Preheat the oven to 400°F (205°C) and line a rimmed baking sheet with parchment paper.
Cut the butternut squash in half and scoop out the seeds (reserve the seeds for later). Place the squash on the pan and drizzle each half with just enough olive oil to lightly coat the squash on the inside (about 1 tsp./5 ml each). Rub the oil over the inside of the squash and sprinkle it with salt. Turn the squash cut side down and roast until it is tender and completely cooked through, about 45-50 minutes. Set the squash aside until it’s cool enough to handle, about 10 minutes. Then use a large spoon to scoop the butternut squash flesh into a bowl and discard the tough skin.
Meanwhile, in a large pot, heat up the olive oil over medium heat. Add the onion and garlic, lower the heat to medium, and cook, stirring, until soft and lightly golden, about 10 minutes; lower heat as necessary to prevent burning.
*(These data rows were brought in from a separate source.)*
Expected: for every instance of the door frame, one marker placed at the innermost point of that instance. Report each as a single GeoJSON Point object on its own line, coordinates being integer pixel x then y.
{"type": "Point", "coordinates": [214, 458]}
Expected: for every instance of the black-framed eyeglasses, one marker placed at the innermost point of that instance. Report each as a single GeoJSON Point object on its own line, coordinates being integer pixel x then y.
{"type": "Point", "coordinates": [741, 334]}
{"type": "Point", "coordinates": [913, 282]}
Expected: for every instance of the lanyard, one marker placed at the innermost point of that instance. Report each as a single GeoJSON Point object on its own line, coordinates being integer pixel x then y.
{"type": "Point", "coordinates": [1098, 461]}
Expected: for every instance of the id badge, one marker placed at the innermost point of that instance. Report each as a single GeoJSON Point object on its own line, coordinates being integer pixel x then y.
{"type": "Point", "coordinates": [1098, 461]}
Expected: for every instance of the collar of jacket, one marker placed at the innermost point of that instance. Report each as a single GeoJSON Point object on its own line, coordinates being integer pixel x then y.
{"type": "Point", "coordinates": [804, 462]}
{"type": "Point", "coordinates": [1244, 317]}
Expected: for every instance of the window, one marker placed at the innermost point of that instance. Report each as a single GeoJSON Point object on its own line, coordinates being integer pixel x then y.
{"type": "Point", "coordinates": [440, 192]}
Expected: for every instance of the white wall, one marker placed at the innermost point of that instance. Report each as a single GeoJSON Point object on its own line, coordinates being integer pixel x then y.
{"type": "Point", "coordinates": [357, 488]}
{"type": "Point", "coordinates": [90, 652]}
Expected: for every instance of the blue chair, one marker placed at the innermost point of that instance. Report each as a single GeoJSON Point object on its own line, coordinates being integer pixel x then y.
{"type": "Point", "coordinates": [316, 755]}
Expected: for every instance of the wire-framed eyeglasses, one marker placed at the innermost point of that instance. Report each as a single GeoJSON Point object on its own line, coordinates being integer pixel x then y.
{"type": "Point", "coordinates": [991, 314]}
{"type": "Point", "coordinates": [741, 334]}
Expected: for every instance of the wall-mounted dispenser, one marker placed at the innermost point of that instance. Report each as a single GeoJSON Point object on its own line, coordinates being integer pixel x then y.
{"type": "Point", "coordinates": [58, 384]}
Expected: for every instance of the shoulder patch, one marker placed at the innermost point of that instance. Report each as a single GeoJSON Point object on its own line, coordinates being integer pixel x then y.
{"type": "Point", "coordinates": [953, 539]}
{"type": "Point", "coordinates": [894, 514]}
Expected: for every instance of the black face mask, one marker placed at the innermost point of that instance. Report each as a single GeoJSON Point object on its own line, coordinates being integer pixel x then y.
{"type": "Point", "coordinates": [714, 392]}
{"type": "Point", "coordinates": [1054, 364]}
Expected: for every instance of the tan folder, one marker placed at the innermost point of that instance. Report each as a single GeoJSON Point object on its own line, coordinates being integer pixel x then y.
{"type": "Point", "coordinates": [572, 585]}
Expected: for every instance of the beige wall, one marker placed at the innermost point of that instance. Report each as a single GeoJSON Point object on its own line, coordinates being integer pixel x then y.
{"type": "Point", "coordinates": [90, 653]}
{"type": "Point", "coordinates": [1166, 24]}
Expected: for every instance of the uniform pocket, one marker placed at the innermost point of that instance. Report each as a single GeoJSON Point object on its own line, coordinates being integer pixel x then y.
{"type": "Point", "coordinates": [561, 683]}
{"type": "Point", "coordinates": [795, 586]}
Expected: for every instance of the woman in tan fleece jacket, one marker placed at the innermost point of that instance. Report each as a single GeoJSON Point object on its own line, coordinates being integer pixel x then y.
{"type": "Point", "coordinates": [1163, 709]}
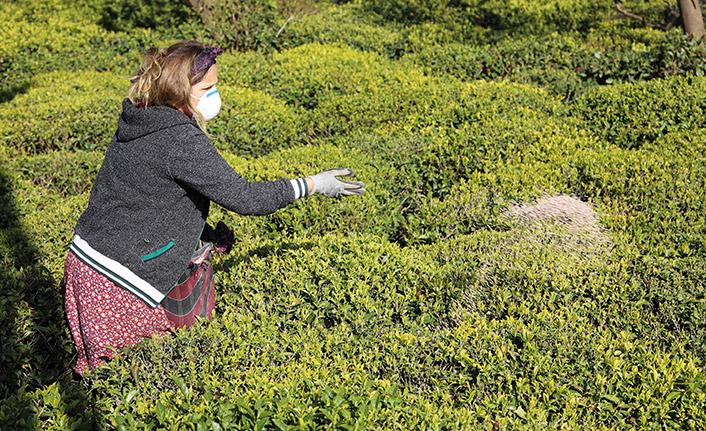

Add all the ingredients (squash, onions with coconut milk, broth, ginger, maple syrup, lime juice) into a blender and blend until smooth and creamy. Season with salt. Return the soup to the pot and thin, if necessary, with additional stock until desired consistency is reached. If you're working with an immersion blender, add all the ingredients to the pot, bring the mixture to a simmer and cook, stirring occasionally, for 15 minutes so the flavors have a chance to meld. Carefully use your immersion blender to blend the soup completely.
Store leftover soup well covered in the refrigerator for 3-4 days.
For longer term storage, freeze in an airtight container for up to 3 months. The easiest way to reheat frozen soup is to remove it from the freezer and place it in the refrigerator 24 hours before reheating to thaw slightly. Reheat on a stovetop, adding extra 1/4 cup (60 ml) water/broth at a time if too thick.
Preheat oven to 300°F (150°C).
Pinch away all the large chunks of squash flesh and strings and put the seeds into a strainer. Place the strainer under cool running water and remove any additional squash flesh.
Put the seeds on a baking tray. Drizzle them with a small amount of oil, and sprinkle with a pinch or two of salt. Toss the seeds until they are evenly coated with oil and salt. Spread them out into a single layer,
Toast until the seeds are just starting to brown, about 20-25 minutes. Remove the seeds from the oven and let them cool on the tray.